Thursday, July 4, 2013

Recycled Plastic, Good or Bad


We all hate plastic. We hate plastic food containers, plastic water bottles, plastic shopping bags, plastic product packaging (I really hate blister packaging), and all the little crappy toys and nick-knacks that we see in every convenience store. We hate plastic in the oceans, in the landfills,  anywhere in the environment and the chemicals from plastic in the food chain.

My wife Peggy and I are eco consumers. We use reusable bags, bottles and cups. In our household we don’t buy anything or at least resist purchasing items with plastic packaging, and if we have to we will pay more for something not packaged in plastic, or at least in recycled/recyclable plastic and everything that can, does go in the recycling bin. We use bar soap, bar shampoo, bar shaving soap & a brush and refill glass bottles for other household products.
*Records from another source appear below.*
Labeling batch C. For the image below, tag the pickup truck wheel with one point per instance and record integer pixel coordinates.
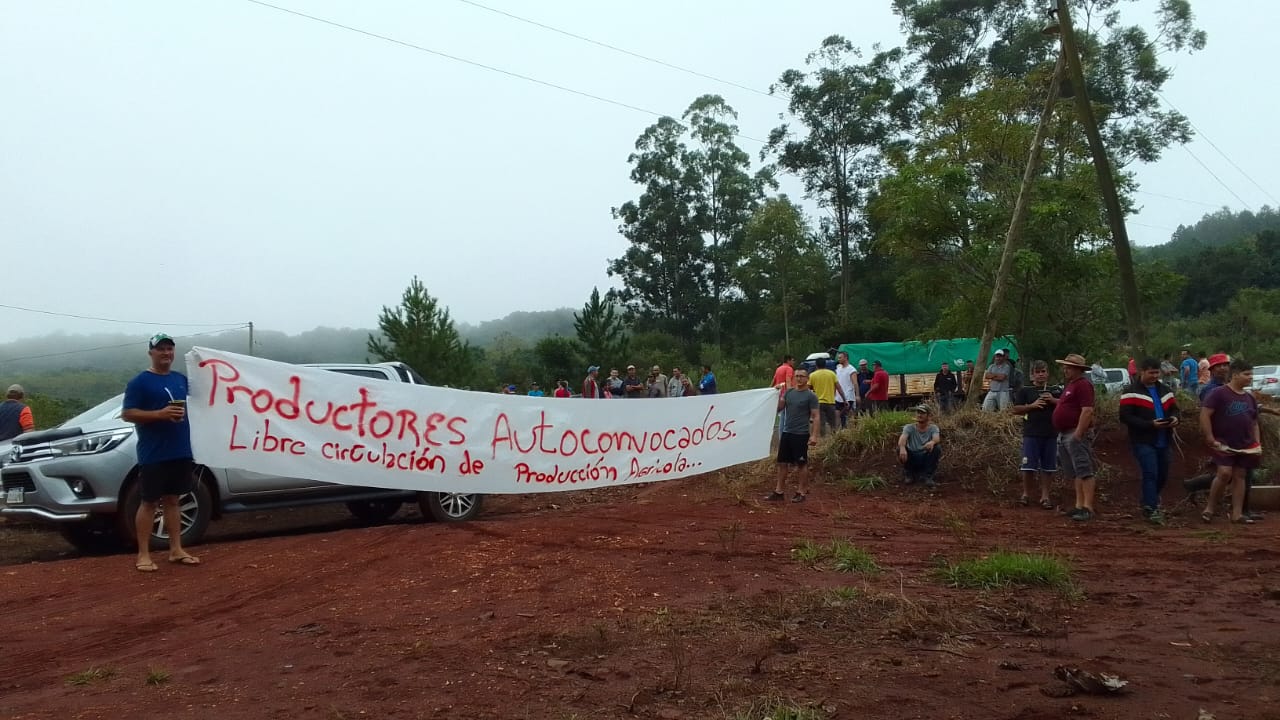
(196, 509)
(449, 506)
(90, 537)
(374, 510)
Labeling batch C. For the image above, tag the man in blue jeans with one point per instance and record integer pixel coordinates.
(1150, 410)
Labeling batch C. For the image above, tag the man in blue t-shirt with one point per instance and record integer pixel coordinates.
(156, 402)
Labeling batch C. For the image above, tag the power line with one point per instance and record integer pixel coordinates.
(622, 50)
(474, 63)
(1215, 177)
(1201, 133)
(112, 346)
(1179, 199)
(118, 320)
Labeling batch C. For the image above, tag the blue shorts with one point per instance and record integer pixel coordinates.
(1040, 454)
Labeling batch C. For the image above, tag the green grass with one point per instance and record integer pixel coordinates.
(842, 555)
(849, 559)
(1009, 569)
(91, 675)
(867, 483)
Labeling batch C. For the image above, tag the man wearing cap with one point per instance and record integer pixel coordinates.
(1150, 411)
(632, 386)
(156, 402)
(592, 384)
(1073, 419)
(14, 414)
(997, 376)
(864, 384)
(918, 449)
(659, 379)
(1219, 372)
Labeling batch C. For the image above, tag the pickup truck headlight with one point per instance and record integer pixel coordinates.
(90, 443)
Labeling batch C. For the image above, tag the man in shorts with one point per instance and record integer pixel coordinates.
(918, 449)
(799, 408)
(156, 402)
(1073, 420)
(1040, 442)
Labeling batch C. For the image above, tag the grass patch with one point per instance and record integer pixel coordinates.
(842, 556)
(777, 709)
(1009, 569)
(865, 483)
(90, 677)
(848, 557)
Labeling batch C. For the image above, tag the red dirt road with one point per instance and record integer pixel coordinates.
(676, 600)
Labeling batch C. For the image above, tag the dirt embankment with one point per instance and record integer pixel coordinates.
(676, 600)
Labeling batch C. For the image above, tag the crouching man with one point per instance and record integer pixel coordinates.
(918, 449)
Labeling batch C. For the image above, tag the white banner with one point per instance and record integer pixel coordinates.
(289, 420)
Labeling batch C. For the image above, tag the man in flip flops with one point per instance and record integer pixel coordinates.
(799, 408)
(1150, 410)
(1040, 441)
(1073, 419)
(156, 402)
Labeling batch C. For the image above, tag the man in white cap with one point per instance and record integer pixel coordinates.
(997, 376)
(16, 417)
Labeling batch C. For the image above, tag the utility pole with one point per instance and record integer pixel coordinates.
(1014, 237)
(1106, 182)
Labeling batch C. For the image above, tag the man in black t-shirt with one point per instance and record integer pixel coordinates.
(1040, 440)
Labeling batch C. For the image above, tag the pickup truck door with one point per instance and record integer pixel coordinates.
(243, 482)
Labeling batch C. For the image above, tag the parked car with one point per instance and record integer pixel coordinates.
(82, 477)
(1118, 378)
(1266, 378)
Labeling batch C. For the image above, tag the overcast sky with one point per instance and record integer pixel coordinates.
(219, 162)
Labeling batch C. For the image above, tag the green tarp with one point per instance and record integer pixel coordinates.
(915, 356)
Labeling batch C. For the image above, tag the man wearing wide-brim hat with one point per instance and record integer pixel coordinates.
(1073, 419)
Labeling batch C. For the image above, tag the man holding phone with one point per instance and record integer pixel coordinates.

Lately we have been relaxing some because our city started accepting any plastic with a recycling label, numbers 1-7. Most, but not all packaging is one of those so we’ve been buying more things in or made from plastic.

Then I discovered the Plastic Pollution Coalition website through some tweets I’ve been receiving. This opened my eyes (again) about the serious nature of plastic pollution. The realization that 93% of recyclable plastic produced is NOT recycled. Even when it is recycled, it’s energy intensive, and the new product is still many times, thrown away.

My question for the reader is should we discourage recycled/recyclable plastic? Peggy and I have a small online store that sells some recycled plastic items, bowls & utensils and we sell BioBags biodegradable plastic-like bags for the kitchen. They are all great products, but are they equally bad for the environment as virgin plastic? My thought is no, but they may not be much better for the environment than virgin plastic.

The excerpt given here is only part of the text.